The Tenderloin will soon become the neighborhood with the highest concentration of Big Belly trash cans in the city.
The Tenderloin Community Benefits District has begun installing 68 new Big Belly trash cans in the Tenderloin this month in an effort that will leave the neighborhood with 12 times as many of the high-end garbage receptacles.
“The Tenderloin, unfortunately, has become well known for dirty streets and sidewalks,” said Supervisor Matt Haney, who represents the Tenderloin. “What people there have been saying all along is: ‘Give us trash cans and bathrooms and we can help keep our neighborhood clean.’ You can walk for blocks in the Tenderloin and not find a trash can. And many of the trash cans there are broken or overflowing. It’s a huge problem.”
Local advocates and city officials hope that increasing the number of Big Belly trash cans help reduce litter along the streets of the historic neighborhood. The cans are harder to break into and can also compact trash, reducing overflow.
Haney reserved $160,000 in the city’s budget last year to install the garbage receptacles in the Tenderloin and other neighborhoods including SoMa, Yerba Buena and Rincon Hill. Each can in the Tenderloin costs between $1,000 to $1,500 annually.
“The Tenderloin is definitely under-resourced when it comes to cleanliness [and] environmental issues. And I don’t think it’s any fault of the residents,” said Aria Sa’id, executive director and co-founder of Compton’s Transgender Cultural District, a nonprofit and special district in the Tenderloin. “The reality is the city has not made as intentional of a commitment to maintaining the Tenderloin as they do with other neighborhoods. This is a big step in the right direction.”

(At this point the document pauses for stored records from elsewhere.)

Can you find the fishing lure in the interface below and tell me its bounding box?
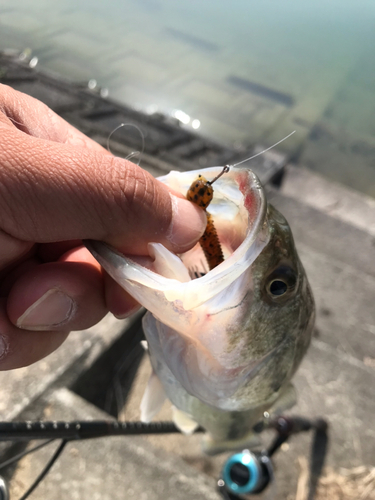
[186,165,230,271]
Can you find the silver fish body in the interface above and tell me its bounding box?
[89,167,314,448]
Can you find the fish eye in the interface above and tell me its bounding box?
[266,264,297,299]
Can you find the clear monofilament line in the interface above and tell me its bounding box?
[229,130,296,169]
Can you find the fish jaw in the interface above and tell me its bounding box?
[86,167,268,405]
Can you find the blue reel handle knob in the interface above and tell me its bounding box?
[222,450,271,495]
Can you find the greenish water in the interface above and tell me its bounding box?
[0,0,375,196]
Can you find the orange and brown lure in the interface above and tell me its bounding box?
[186,165,229,270]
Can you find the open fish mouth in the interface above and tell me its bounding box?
[86,167,273,405]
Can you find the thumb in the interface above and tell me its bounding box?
[0,125,206,254]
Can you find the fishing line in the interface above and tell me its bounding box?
[107,123,145,166]
[227,130,296,167]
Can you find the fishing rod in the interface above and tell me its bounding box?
[0,416,327,500]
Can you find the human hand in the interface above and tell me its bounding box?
[0,84,206,370]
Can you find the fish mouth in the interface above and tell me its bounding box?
[84,167,269,313]
[85,167,273,406]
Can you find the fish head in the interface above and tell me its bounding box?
[87,167,314,411]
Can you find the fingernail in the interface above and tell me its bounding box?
[167,194,207,249]
[16,288,76,330]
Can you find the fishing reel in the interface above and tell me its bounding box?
[217,416,328,500]
[217,450,273,500]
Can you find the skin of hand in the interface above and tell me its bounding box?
[0,84,206,370]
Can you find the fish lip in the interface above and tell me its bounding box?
[85,167,268,313]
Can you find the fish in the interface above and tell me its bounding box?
[87,166,315,454]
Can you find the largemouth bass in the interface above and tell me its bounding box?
[88,167,314,453]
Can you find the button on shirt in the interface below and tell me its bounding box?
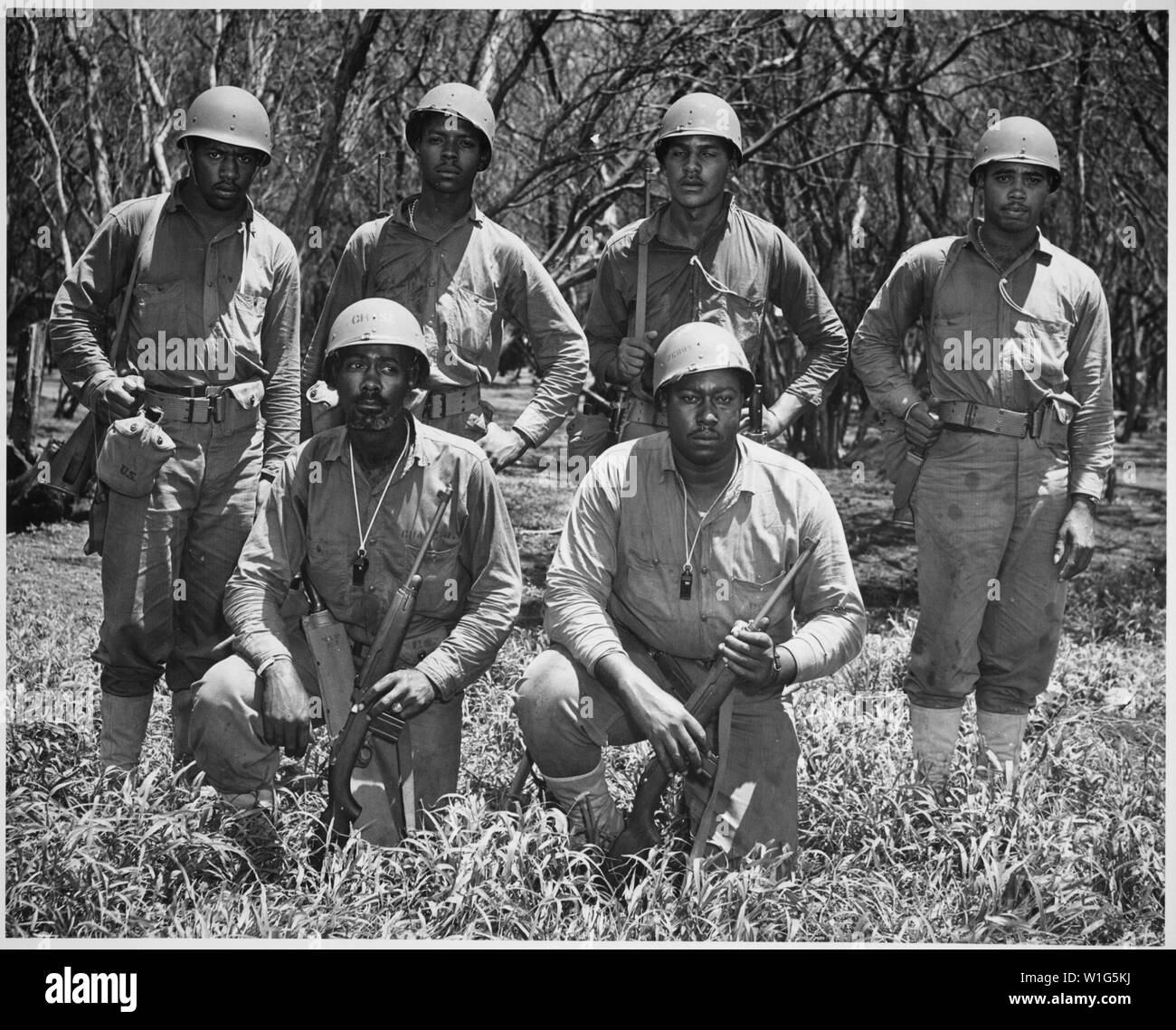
[302,197,588,444]
[224,419,522,697]
[545,432,866,681]
[854,220,1114,497]
[50,180,300,471]
[584,193,849,404]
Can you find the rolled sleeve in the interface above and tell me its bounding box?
[50,201,138,408]
[508,244,588,446]
[772,232,849,407]
[584,236,635,384]
[302,221,381,391]
[1066,279,1114,497]
[780,490,866,683]
[416,458,522,700]
[224,453,306,668]
[851,251,934,416]
[544,454,624,670]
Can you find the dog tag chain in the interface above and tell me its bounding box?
[347,439,408,587]
[678,458,738,600]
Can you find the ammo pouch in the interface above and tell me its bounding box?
[1030,392,1081,447]
[98,412,175,497]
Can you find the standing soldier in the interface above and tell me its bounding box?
[302,82,588,470]
[192,298,522,812]
[50,86,299,771]
[584,93,849,439]
[517,322,866,857]
[854,118,1114,792]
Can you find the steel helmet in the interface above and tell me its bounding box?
[654,93,744,164]
[176,86,273,165]
[968,118,1062,193]
[322,297,430,384]
[654,322,755,396]
[404,82,494,172]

Haney touted the Big Belly trash cans as a more durable alternative to the standard trash can. Other neighborhoods like Castro and Union Square have also installed them.
“We’ve been advocating for more restrooms and trash cans and street cleaning for years and years and years,” Sa’id said. “The city has always shifted blame on to our homeless population and folks in poverty.”
The trash cans will feature the artwork of artists like Wriply Bennet, who is a black and trans artist.
“When people see my art in the neighborhood, I want them to experience joy and wonder,” Bennet said in a statement. “I want them to see themselves and loved ones. I want them to not only see the past, but the future as well, and all its possibilities. I want them to feel seen. And loved.”
The latest initiative is part of a broader plan to clean up the streets of the Tenderloin. Haney announced a plan last year that also called for 24-hour restrooms and increased pressure washing, among other initiatives.
“It’s a win-win all around,” Haney said. “People love the Big Belly trash cans. They work. The folks who deploy them will tell you they see a real impact.”